Sources: IUCN, Nature Scientific Reports

These microfibres have been found in fish, shellfish, table salt, drinking water — and even human blood.


The human cost

Behind the cheap prices are real people. The global fashion industry employs around 75 million workers, most of them women, many of them earning poverty wages in conditions that would be illegal in the UK.

Rana Plaza: A tragedy that changed nothing (and everything)

On 24 April 2013, an eight-storey building called Rana Plaza collapsed in Bangladesh. The building housed five garment factories making clothes for major Western brands.

The day before, engineers had discovered large cracks in the structure and declared it unsafe. Banks and shops on the lower floors closed immediately. But factory managers on the upper floors ordered workers to return the next morning. Some workers who hesitated were threatened with withheld wages. Others were reportedly beaten.

When the building collapsed, 1,134 people died — mostly young women earning approximately £12 per week. Nearly 2,600 were injured, many requiring amputations. It remains the deadliest garment factory disaster in history. At least 29 global brands were later identified as sourcing from factories in the building.

THE AFTERMATH

The disaster led to significant reforms in Bangladesh, including the Accord on Fire and Building Safety. But over 63% of survivors never worked in a garment factory again — and the fundamental problem remains: pressure to produce clothes as cheaply and quickly as possible is still embedded in the industry’s business model.

Sources: ILO, Clean Clothes Campaign, ActionAid

Forced labour in cotton production

An estimated 23% of the world’s cotton comes from the Xinjiang region of China. Human rights organisations have documented systematic forced labour affecting the Uyghur population in this region.

The US State Department has described the situation as genocide. The Chinese government has detained and “re-educated” more than one million Uyghurs, with many thousands forced to work in cotton production and textile manufacturing. Between 2017 and 2019, more than 80,000 Uyghurs were transferred out of Xinjiang to work in factories across China.

THE XINJIANG COTTON CRISIS

1 in 5 cotton garments globally may be at risk of links to forced labour. The complexity of global supply chains means that even well-intentioned brands often cannot guarantee their products are free from exploitation.
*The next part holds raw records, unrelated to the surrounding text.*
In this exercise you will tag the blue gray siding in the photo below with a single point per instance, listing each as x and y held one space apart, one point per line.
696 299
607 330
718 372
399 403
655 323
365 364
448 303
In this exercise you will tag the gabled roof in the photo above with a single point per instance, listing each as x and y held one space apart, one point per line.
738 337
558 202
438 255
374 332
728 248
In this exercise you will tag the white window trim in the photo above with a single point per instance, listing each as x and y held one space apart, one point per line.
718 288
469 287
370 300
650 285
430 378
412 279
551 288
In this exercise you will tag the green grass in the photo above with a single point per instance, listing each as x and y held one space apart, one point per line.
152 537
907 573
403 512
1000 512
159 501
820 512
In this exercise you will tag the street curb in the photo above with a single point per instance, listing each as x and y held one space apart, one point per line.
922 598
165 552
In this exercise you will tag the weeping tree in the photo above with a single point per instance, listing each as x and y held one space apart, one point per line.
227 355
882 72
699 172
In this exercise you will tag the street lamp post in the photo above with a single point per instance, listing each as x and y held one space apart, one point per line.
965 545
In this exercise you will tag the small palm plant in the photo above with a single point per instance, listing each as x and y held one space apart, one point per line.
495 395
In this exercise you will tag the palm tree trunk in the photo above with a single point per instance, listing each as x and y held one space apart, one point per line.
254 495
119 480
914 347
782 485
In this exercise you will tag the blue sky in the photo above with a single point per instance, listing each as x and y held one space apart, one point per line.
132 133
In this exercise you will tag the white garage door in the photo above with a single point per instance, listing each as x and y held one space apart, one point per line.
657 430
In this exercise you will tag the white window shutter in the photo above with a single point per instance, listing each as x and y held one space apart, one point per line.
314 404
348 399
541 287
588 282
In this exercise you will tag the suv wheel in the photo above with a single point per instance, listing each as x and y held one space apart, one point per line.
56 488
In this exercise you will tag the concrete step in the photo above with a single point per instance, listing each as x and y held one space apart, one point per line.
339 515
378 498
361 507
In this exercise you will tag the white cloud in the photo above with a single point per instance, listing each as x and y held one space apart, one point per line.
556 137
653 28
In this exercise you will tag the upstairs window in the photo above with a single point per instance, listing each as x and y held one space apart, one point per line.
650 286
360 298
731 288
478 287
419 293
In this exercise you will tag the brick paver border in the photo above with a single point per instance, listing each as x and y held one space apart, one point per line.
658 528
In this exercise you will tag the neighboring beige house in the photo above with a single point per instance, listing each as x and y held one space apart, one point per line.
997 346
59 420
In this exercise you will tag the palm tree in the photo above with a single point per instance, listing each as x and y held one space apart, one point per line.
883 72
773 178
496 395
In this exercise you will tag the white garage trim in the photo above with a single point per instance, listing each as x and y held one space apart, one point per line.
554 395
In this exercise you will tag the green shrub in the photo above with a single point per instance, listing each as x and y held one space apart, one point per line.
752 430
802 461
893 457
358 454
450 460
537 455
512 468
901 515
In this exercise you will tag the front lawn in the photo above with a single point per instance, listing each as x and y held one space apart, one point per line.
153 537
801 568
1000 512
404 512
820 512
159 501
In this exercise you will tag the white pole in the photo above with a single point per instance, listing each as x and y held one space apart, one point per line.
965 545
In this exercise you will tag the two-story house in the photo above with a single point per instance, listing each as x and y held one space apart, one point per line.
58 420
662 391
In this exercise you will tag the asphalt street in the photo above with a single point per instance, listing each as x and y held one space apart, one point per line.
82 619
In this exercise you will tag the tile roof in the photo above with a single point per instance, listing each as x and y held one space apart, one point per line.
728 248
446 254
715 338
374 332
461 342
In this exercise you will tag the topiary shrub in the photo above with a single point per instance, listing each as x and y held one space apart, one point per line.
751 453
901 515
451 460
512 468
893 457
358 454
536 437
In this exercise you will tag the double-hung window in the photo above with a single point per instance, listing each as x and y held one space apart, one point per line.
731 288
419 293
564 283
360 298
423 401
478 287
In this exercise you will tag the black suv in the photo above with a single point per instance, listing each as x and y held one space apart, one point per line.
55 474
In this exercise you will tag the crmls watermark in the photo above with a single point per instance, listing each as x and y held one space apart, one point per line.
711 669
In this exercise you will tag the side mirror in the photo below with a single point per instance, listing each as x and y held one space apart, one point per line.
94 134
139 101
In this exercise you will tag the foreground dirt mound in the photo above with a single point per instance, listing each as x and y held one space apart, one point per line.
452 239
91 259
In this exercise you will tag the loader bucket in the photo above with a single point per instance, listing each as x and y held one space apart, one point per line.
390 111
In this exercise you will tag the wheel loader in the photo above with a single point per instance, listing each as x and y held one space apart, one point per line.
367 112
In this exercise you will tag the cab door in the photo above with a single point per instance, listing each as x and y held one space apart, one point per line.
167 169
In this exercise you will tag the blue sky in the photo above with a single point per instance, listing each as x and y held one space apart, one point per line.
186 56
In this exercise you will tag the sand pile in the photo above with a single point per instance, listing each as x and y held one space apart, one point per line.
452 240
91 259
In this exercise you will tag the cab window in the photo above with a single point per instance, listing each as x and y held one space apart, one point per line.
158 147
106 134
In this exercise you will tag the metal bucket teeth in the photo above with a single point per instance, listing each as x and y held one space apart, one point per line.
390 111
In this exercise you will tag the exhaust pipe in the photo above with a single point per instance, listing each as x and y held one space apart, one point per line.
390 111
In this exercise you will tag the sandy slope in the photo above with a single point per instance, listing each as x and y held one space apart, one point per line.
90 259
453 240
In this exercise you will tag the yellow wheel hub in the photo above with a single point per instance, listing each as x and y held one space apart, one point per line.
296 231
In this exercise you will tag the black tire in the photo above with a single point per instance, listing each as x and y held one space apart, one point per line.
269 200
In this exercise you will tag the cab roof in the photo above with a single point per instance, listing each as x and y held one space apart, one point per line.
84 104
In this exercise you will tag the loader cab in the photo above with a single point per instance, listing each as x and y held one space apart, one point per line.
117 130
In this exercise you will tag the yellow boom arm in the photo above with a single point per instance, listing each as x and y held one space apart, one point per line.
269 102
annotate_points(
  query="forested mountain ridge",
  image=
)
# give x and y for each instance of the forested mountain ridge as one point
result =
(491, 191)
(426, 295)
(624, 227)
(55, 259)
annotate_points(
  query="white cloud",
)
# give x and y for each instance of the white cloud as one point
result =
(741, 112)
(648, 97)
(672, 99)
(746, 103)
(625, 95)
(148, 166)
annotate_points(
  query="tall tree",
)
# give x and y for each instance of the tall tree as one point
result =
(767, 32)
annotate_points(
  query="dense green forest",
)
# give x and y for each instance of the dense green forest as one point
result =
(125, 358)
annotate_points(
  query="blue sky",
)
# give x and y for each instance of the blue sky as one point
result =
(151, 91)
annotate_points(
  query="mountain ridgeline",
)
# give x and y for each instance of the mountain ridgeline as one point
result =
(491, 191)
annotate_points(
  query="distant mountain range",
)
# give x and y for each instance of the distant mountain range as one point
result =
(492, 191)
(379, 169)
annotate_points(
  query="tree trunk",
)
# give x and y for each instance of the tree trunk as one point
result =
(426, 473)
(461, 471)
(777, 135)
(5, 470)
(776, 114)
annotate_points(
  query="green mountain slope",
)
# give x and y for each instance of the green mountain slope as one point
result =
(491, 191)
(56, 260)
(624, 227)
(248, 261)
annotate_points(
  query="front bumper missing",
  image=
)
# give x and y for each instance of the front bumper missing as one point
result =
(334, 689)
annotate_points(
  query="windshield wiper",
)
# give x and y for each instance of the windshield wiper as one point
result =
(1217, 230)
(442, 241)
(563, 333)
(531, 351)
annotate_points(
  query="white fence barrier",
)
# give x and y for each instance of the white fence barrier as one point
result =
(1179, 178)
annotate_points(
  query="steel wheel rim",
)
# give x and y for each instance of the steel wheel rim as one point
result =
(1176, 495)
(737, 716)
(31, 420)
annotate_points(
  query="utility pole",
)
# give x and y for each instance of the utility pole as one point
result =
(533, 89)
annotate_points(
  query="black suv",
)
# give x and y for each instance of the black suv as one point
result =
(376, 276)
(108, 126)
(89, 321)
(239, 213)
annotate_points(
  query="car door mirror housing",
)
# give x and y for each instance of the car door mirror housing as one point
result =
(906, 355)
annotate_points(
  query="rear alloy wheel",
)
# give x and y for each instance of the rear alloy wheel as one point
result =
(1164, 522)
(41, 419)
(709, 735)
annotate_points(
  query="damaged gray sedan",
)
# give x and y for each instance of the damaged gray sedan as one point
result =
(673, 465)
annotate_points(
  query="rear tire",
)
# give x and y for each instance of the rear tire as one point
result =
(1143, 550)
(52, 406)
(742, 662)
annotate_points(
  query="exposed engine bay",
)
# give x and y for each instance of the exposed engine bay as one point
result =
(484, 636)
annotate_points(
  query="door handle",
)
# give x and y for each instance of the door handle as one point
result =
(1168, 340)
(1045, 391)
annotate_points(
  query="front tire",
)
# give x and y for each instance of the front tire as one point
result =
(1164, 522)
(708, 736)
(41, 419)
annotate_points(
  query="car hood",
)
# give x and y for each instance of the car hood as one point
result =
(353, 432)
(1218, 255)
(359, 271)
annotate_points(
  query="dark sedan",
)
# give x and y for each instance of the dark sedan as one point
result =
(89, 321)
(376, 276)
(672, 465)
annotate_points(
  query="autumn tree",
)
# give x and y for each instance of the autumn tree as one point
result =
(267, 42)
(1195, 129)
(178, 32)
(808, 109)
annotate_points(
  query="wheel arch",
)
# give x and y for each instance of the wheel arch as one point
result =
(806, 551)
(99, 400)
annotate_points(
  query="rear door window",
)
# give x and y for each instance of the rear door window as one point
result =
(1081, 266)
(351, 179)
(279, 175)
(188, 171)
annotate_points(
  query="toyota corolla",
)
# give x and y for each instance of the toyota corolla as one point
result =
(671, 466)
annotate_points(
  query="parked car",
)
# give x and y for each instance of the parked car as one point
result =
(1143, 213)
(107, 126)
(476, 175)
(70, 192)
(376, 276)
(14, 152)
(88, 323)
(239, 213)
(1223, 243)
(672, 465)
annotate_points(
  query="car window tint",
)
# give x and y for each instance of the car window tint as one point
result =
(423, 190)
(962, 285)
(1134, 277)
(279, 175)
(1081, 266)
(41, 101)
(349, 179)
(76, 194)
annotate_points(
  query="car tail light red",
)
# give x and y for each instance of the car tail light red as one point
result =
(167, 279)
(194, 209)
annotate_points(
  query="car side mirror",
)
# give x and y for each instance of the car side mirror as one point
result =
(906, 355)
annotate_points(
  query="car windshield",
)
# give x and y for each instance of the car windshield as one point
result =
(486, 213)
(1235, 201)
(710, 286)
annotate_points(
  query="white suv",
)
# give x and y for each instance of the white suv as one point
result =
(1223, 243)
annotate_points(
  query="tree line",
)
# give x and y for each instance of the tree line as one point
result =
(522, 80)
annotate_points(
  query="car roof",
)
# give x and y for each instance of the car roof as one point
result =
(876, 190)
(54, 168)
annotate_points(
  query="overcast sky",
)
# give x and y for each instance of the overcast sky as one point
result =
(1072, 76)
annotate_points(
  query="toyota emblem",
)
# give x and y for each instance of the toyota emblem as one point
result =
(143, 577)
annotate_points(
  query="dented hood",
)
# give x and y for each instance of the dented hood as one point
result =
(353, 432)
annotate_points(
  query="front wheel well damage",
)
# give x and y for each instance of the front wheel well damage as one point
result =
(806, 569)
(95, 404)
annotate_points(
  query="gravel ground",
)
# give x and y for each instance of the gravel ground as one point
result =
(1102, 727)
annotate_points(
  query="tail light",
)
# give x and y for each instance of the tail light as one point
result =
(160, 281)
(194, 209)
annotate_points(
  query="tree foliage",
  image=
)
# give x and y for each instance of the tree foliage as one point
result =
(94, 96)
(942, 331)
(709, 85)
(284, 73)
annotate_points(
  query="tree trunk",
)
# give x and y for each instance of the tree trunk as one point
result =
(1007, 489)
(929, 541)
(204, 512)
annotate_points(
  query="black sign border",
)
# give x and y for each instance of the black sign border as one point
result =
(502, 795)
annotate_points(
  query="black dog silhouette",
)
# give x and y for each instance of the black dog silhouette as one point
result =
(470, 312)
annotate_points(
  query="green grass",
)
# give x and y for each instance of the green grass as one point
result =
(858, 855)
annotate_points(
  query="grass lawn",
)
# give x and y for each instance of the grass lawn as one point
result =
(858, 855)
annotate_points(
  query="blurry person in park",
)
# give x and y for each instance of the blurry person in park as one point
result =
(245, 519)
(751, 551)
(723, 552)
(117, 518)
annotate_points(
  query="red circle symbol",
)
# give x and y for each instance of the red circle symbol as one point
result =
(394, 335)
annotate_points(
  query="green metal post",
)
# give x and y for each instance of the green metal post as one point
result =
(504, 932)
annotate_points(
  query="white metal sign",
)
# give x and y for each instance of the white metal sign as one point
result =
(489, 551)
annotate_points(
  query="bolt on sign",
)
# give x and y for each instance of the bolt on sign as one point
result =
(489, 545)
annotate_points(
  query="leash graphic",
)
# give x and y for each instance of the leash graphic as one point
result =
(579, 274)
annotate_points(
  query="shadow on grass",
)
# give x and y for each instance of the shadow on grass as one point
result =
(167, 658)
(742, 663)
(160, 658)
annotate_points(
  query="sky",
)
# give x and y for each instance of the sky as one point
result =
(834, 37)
To date, 83 major brands have been implicated in supply chain investigations.

Sources: Coalition to End Forced Labour in the Uyghur Region, Sheffield Hallam University, Australian Strategic Policy Institute


What does this mean for us?

Reading all of this can feel overwhelming. The problems are global, systemic, and deeply embedded in how our economy works.

But here’s what I believe: awareness is the first step.

We didn’t create this system, but we are all part of it. And that means we have power — as consumers, as citizens, as communities — to push for something better.

In upcoming posts, I’ll be sharing practical things we can all do: how to make clothes last longer, simple repairs anyone can learn, how to shop more thoughtfully, and why choosing quality over quantity isn’t just about ethics — it often saves money too.

For now, I’ll leave you with this thought: that £5 t-shirt was never really £5. Somewhere, someone or something paid the difference.